Re: TCG Address Sanitizer Optimization.

qemu-devel.nongnu.org archive mirror
 help / color / mirror / Atom feed

From: "Alex Bennée" <alex.bennee@linaro.org>
To: Jon Wilson <jonwilson030981@googlemail.com>
Cc: qemu-devel@nongnu.org,
	Richard Henderson <richard.henderson@linaro.org>,
	Pierrick Bouvier <pierrick.bouvier@linaro.org>
Subject: Re: TCG Address Sanitizer Optimization.
Date: Mon, 02 Jun 2025 16:09:42 +0100	[thread overview]
Message-ID: <87h60y41u1.fsf@draig.linaro.org> (raw)
In-Reply-To: <CAJHT5-JwrQ31MEKKSNL-E0RPm+cg7UOiqzV5cPL-mnTOPa7eUA@mail.gmail.com> (Jon Wilson's message of "Mon, 2 Jun 2025 13:02:08 +0100")

Jon Wilson <jonwilson030981@googlemail.com> writes:

(Adding Richard, the TCG maintainer to CC)

> I am attempting to optimize some TCG code which I have previously written for
> qemu-libafl-bridge (https://github.com/AFLplusplus/qemu-libafl-bridge), the 
> component used by the LibAFL project when fuzzing binaries using QEMU to 
> provide runtime instrumentation.
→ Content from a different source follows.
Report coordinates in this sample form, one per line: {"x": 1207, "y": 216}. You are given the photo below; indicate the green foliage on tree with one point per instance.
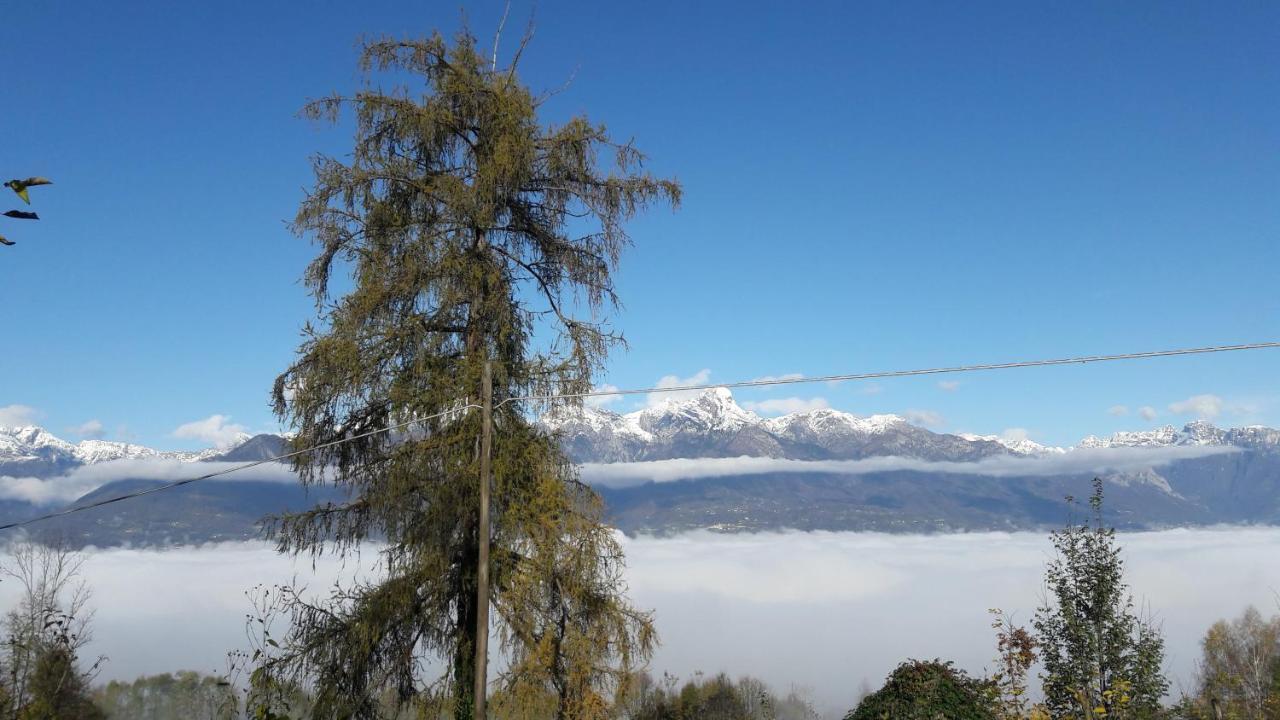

The code is used to write additional TCG into 
> basic blocks whenever a load or store operation is performed in order to provide
> address sanitizer functionality.

I would like to figure out if we can push any of this instrumentation
into TCG plugins so you can avoid patching QEMU itself. I guess you need
something that allows you to hook a memory address into some sort of
gadget?

> Address sanitizer is quite simple and works by mapping each 8-byte region of
> address space to single byte within a region called the shadow map. The address
> (on a 64-bit platform) of the shadow map for a given address is:
>
>     Shadow = (Mem >> 3) + 0x7fff8000;
>
> The value in the shadow map encodes the accessibility of an address:
>
>     0  - The whole 8 byte region is accessible.
>     1 .. 7 - The first n bytes are accessible.
>     negative - The whole 8 byte region is inaccessible.
>
> The following pseudo code shows the algorithm:
>
> ////////////////////////////////////////////////////////////////////////////////
>
> https://github.com/google/sanitizers/wiki/addresssanitizeralgorithm
>
> byte *shadow_address = MemToShadow(address);
> byte shadow_value = *shadow_address;
> if (shadow_value) {
>   if (SlowPathCheck(shadow_value, address, kAccessSize)) {
>     ReportError(address, kAccessSize, kIsWrite);
>   }
> }
>
> // Check the cases where we access first k bytes of the qword
> // and these k bytes are unpoisoned.
> bool SlowPathCheck(shadow_value, address, kAccessSize) {
>   last_accessed_byte = (address & 7) + kAccessSize - 1;
>   return (last_accessed_byte >= shadow_value);
> }
>
> ////////////////////////////////////////////////////////////////////////////////
>
> My current implementation makes use of conditional move instructions to trigger
> a segfault by way of null dereference in the event that the shadow map indicates
> that a memory access is invalid.
>
> ////////////////////////////////////////////////////////////////////////////////
>
> #if TARGET_LONG_BITS == 32
> #define SHADOW_BASE (0x20000000)
> #elif TARGET_LONG_BITS == 64
> #define SHADOW_BASE (0x7fff8000)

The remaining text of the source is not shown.